Circa 2007, easycore was already in effect, but Daggermouth was one of its earliest adopters. Unlike much of the subsequent easycore to come (not to mention tr00 pop punk as well), Daggermouth came from more from the angle of combining really aggressive Epifat-style skate punk with hardcore gang shouts and breakdowns rather than building pop punk around a hardcore base. I wish this band was more appreciated by The Kids today as they are great and the songs still hold up, but then again they may still be too new to appreciated retroactively. Also, one can’t neglect to mention that while they didn’t invent zany song titles in hardcore, they definitely upped the ante on this important, utterly taken-for-granted element of pop punk.
So it is said: Those who do not learn from history are doomed to repeat it. However, all too often, history is viewed as a series of major events rather than a sloppy, evolutionary shuffle up to a present status. Pop punk, in its modern and neo-regressionary incarnations, demonstrates this mindset: With regards to modern pop punk, deservedly huge bands in the genre such as New Found Glory are celebrated and imitated relentlessly, but nobody thinks about the corny melodrama of H2O, the stylistic uncertainty of Overthrow, or ill timing of Stretch Armstrong that didn’t exactly pave the way for tr00 pop punk, but did at the very least throw a couple of disparate shovels into the gravel. Same goes for unfortunately growing number of bands such as Title Fight who are going nu-grunge: They feel that they are supposed to imitate “historical” bands such as Nirvana and uh…judging by the music, apparently Hum and Filter (???), yet they completely forsake the sound of the bands whose shoulders the aforementioned bands stood upon.
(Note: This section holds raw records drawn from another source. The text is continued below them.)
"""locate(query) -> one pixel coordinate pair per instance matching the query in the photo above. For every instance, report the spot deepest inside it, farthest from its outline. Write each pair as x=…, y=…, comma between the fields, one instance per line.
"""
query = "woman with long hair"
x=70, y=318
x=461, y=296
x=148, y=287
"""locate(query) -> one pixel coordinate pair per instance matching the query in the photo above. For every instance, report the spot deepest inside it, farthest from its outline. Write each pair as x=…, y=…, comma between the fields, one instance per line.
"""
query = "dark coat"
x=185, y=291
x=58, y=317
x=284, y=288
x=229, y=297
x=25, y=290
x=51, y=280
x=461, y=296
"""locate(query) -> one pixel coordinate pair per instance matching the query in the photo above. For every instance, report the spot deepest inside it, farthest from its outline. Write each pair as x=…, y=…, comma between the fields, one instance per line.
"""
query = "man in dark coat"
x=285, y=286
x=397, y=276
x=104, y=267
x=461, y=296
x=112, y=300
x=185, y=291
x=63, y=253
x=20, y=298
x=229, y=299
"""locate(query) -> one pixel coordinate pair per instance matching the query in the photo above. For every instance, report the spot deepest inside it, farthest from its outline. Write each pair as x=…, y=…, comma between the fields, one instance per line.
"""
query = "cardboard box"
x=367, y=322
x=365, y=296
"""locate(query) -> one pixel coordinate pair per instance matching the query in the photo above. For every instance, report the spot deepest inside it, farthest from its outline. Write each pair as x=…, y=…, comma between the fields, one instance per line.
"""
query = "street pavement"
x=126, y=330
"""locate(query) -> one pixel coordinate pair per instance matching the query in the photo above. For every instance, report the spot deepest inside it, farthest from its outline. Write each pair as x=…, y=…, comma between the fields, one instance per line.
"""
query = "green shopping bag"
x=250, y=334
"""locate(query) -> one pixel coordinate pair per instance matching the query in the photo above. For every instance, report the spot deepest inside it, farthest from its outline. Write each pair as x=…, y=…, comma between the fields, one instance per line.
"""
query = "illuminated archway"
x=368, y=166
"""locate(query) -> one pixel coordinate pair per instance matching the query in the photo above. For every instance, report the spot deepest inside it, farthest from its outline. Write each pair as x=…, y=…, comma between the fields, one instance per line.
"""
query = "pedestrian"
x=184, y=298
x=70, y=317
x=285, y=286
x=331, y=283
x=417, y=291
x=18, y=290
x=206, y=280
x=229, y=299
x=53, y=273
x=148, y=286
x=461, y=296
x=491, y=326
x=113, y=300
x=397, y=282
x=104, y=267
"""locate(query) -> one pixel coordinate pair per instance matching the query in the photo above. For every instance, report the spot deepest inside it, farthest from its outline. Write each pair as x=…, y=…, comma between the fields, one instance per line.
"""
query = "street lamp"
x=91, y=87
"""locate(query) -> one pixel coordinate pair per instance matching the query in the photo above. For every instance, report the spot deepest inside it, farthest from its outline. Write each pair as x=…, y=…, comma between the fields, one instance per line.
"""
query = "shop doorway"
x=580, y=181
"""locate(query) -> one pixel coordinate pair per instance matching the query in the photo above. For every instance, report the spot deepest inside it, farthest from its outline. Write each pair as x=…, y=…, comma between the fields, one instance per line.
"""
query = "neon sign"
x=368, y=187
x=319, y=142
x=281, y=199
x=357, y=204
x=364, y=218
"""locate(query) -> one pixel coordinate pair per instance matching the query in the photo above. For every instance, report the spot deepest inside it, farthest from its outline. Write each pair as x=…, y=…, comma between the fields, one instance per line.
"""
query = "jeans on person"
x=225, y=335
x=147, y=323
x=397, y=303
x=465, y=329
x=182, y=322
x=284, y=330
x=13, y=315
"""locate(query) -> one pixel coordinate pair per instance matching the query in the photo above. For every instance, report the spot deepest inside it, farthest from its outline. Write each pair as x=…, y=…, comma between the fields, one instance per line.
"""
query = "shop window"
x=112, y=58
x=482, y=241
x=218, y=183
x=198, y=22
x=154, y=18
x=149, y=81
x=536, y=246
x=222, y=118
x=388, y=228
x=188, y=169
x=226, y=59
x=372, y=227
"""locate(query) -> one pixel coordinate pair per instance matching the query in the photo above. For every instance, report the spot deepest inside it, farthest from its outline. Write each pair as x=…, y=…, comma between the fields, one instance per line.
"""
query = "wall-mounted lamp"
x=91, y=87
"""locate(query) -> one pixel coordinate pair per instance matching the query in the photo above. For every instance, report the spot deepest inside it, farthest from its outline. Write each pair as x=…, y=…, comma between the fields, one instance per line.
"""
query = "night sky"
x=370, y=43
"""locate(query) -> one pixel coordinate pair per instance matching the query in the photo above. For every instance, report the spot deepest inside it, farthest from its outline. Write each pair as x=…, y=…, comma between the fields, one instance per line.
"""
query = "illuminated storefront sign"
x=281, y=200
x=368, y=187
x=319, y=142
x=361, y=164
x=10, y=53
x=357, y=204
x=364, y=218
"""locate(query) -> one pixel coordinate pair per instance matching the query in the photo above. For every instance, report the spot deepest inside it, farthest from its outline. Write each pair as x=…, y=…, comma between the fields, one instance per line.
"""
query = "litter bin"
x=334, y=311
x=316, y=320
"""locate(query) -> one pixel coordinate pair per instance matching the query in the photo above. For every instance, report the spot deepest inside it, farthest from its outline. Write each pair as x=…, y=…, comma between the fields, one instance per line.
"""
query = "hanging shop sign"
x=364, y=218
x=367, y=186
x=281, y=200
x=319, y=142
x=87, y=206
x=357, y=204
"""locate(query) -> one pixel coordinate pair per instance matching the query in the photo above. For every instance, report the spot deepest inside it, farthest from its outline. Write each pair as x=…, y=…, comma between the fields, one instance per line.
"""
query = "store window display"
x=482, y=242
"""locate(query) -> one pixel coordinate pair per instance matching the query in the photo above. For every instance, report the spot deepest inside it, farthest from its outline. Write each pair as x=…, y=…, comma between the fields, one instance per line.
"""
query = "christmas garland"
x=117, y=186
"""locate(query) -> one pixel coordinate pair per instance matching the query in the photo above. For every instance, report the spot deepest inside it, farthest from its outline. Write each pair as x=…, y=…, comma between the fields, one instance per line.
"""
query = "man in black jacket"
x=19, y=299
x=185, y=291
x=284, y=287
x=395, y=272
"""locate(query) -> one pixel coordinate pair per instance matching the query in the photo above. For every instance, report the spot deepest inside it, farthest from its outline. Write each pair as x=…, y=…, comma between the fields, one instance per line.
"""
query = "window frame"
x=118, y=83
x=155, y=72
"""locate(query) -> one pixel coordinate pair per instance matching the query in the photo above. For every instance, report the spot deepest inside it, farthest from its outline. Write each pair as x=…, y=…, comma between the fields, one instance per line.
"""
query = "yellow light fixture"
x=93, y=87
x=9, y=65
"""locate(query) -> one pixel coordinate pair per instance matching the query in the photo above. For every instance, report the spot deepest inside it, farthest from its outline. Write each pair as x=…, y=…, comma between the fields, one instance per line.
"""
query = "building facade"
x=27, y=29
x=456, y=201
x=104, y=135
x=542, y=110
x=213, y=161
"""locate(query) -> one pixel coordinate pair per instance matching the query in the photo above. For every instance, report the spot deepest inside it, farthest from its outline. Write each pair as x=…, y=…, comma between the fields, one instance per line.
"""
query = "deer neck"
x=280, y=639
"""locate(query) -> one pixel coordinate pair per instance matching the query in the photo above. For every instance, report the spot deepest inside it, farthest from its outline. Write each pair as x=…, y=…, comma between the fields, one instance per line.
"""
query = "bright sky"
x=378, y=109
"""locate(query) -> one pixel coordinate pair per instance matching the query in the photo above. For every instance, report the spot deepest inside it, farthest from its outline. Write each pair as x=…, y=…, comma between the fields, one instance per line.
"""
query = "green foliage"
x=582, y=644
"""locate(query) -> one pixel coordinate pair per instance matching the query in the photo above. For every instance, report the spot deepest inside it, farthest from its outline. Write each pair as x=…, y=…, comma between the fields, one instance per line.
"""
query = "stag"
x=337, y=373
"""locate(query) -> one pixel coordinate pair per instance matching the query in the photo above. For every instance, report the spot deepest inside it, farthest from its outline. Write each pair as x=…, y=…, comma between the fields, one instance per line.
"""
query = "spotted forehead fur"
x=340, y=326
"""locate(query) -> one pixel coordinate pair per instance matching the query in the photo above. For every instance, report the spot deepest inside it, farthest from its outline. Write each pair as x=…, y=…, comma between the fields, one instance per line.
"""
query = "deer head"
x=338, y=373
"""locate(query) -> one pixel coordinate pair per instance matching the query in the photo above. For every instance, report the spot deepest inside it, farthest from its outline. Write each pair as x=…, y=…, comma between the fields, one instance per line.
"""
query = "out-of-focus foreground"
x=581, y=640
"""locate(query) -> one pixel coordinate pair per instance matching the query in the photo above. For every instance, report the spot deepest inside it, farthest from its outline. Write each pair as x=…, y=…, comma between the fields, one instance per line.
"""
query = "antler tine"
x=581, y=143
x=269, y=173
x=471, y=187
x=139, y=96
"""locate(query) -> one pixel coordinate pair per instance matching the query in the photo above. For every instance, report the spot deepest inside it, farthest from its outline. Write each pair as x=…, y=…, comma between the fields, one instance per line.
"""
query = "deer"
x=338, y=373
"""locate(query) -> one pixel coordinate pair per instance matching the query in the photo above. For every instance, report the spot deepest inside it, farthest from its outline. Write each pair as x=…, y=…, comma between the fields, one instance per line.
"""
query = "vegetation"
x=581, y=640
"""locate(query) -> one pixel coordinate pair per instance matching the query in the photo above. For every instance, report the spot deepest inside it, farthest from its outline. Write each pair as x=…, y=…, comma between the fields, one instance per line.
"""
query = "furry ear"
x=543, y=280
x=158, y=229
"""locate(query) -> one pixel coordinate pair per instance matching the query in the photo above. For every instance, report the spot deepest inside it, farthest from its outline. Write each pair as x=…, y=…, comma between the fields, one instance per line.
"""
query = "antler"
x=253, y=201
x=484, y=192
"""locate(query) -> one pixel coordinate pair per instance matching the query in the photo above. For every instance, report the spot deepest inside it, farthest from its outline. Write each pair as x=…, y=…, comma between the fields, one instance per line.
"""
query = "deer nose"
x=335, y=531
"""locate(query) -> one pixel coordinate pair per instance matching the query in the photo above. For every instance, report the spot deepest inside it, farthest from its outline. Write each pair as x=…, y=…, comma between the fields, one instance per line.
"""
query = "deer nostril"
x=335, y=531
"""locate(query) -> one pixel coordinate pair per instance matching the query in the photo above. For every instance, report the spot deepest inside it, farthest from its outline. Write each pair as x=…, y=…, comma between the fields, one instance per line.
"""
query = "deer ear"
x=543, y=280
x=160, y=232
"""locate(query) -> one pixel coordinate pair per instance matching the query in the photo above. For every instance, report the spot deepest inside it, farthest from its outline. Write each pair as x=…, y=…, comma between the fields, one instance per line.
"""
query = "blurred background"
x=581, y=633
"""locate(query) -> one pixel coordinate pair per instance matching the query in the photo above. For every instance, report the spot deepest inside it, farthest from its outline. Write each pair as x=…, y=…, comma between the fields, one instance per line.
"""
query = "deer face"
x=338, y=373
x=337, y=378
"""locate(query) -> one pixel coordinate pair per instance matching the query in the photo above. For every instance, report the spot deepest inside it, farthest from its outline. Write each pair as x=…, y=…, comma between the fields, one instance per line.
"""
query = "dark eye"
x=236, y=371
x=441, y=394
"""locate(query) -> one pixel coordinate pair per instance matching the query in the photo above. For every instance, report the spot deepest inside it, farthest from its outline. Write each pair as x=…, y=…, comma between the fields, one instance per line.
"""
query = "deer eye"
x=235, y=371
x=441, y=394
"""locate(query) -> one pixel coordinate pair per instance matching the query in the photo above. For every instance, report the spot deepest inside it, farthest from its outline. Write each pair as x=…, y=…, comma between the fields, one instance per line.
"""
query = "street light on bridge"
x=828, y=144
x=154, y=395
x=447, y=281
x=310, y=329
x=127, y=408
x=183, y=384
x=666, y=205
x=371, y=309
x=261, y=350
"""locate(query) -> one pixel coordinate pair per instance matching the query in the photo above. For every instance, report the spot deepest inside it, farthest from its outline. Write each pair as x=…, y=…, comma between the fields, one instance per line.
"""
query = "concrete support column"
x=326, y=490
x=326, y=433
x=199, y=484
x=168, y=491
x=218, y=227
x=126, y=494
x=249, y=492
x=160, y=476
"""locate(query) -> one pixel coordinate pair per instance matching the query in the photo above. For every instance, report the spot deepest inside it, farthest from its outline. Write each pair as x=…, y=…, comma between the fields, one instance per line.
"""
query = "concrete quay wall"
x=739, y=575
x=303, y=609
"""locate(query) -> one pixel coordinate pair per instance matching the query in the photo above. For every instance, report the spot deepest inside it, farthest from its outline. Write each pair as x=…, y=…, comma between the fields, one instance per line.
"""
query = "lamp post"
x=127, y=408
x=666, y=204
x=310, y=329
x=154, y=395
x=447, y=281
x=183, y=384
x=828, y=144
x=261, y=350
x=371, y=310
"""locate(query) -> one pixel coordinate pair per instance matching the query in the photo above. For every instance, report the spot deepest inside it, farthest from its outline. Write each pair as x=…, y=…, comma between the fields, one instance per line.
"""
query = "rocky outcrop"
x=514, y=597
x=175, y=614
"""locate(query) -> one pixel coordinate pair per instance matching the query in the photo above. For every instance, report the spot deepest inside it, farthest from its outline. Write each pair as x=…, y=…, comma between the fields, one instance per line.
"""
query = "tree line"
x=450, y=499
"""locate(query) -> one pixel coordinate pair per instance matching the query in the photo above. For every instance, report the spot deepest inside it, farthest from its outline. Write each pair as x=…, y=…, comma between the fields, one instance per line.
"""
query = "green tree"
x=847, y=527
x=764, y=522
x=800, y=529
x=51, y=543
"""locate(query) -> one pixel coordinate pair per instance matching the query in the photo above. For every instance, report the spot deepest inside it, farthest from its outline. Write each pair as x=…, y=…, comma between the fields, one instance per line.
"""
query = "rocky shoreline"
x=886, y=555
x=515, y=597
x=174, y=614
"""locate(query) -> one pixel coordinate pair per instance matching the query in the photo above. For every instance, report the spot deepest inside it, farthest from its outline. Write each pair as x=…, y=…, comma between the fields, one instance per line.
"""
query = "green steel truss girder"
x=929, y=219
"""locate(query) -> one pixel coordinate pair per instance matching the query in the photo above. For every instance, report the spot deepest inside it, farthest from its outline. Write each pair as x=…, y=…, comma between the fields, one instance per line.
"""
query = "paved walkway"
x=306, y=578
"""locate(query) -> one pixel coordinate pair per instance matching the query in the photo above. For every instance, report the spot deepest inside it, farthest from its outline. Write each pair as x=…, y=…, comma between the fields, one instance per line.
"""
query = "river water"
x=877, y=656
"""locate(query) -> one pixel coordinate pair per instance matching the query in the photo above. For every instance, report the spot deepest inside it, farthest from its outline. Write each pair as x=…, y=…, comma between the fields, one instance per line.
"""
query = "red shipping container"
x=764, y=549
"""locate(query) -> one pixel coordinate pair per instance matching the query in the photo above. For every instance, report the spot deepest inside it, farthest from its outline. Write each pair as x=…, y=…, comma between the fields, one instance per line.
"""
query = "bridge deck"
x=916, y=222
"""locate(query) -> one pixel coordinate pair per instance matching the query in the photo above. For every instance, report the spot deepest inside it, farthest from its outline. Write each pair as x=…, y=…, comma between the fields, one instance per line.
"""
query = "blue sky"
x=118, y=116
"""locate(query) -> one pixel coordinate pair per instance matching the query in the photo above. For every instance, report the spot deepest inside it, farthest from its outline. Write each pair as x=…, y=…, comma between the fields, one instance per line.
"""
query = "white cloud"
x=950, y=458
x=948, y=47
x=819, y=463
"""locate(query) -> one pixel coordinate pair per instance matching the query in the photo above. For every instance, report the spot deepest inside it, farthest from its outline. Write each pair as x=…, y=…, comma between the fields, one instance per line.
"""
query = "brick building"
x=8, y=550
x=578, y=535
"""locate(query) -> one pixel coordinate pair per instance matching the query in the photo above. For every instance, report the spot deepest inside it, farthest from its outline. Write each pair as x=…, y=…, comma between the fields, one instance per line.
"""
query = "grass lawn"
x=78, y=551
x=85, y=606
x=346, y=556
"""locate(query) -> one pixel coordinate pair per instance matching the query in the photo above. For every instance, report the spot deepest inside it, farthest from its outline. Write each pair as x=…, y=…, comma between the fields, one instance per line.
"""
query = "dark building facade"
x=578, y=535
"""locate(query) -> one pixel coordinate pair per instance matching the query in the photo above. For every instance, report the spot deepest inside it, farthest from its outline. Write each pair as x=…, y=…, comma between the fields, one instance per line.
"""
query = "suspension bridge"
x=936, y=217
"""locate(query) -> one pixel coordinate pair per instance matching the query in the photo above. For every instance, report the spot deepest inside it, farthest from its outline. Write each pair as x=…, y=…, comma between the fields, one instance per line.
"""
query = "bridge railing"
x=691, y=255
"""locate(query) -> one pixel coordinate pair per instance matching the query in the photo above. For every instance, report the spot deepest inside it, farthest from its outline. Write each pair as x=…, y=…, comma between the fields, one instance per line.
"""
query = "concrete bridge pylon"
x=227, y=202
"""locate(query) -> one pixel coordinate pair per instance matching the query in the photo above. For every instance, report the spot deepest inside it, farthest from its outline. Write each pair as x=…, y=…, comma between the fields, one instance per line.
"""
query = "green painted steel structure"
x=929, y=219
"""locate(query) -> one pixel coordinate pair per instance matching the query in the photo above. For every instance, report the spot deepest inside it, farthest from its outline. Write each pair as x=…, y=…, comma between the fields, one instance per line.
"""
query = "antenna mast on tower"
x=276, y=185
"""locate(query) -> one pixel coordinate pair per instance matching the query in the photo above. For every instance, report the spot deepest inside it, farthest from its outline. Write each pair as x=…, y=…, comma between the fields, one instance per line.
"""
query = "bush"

Which, to be sure, is absolutely for the better and the way things should be, because if there’s anything that makes me want curl up into a ball and sob myself to sleep while clutching a copy Homesick tight to my chest, it’s the thought of some band of twenty year olds sounding like fucking Mother Love Bone in 2013.
DISCUSSION: What is your favorite totally irrelevant band that sort of but not really bridged the gap between hardcore and pop punk? Will anyone here own up to actually liking H2O? Is there a such thing as historical essence, or are the keys of history perpetually in the hands of the present? Are you old enough to know who Mother Love Bone and Green River are? Does all of the 90s worship make you nostalgic for when bands like Title Fight and TWY were just fumbling their way out of easycore?